Open-ended creation tools are the key to producing a variety of work within your edtech classroom. Allowing students the freedom to curate, create and present ideas in their own way results in a more vibrant classroom. There are many content creation apps that support a range of multimedia. From writing, editing, creating visual content such as infographics or data presentation, video and audio, the right tool can open up a student’s imagination. Evernote, Canva, Explain Everything and ThingLink are all great tools that will let students run wild with their content creation.
Connection Creates Community
Interconnectivity is the backbone to many thriving ecosystems. Communication in an edtech ecosystem is also of utmost importance. Edtech tools are a fantastic way for students to connect with each other, as well as their broader community, both in and out of the classroom. Through services such as Google Apps for Education, both teacher and students can stay connected through Classroom. This creates a space where all members of the ecosystem can stay up-to-date with news and announcements, important information or interesting content. Students can create a virtual working space for team projects with Hangout, and the result of that work can then be published.
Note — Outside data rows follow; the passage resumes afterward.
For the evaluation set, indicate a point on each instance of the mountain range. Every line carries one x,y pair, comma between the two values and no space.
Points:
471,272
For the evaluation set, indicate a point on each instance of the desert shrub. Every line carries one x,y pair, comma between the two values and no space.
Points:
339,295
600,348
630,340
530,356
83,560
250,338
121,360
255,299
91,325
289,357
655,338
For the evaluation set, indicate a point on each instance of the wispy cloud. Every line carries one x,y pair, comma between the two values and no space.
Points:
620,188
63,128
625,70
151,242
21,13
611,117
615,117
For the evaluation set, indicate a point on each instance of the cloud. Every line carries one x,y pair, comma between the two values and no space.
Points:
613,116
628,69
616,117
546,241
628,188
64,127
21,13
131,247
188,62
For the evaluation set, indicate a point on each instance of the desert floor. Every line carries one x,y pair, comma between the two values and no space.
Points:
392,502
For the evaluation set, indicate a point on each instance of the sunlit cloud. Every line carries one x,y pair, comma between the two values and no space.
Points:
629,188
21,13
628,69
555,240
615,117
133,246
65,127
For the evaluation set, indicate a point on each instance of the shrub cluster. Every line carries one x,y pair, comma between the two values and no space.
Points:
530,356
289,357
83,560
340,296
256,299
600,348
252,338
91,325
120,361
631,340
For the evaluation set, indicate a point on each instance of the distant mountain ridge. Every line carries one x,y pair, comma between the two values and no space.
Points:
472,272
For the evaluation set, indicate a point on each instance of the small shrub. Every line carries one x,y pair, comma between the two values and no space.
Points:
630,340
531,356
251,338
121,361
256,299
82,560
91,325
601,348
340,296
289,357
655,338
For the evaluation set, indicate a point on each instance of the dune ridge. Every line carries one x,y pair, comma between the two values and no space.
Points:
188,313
Keeping your edtech ecosystem connected will mean that all members of the ecosystem are supported and encouraged, no matter where they are. Connecting your edtech ecosystem with others is also a fantastic way to encourage growth. Your students can create and publish content to a personal or group blog that is then available to a wider audience, they can work in conjunction with other classes or for other classes: students can create content such as podcasts or infographics that can aid students in lower grades. This creates a larger sense of community and purpose for your students while actively engaging in their studies.
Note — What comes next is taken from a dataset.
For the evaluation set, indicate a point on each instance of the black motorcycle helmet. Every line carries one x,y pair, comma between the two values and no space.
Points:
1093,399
Maintaining your Ecosystem
It’s true that creating an edtech ecosystem in your classroom shifts the power from teacher to students. Students can now take control of their own learning, their own growth, and their own goals. However, the teacher’s new role is one of the gardener, if you will. Careful observance of the edtech tools used in the classroom is needed to make sure that they work for you and your students. As your students develop their ideas, their needs may change. Light weeding may be needed to uproot edtech tools that have lost their value and introduce new tools that will help your students to take their learning to the next level. While the students are the busy workers in this community, the teacher maintains harmony within the edtech ecosystem.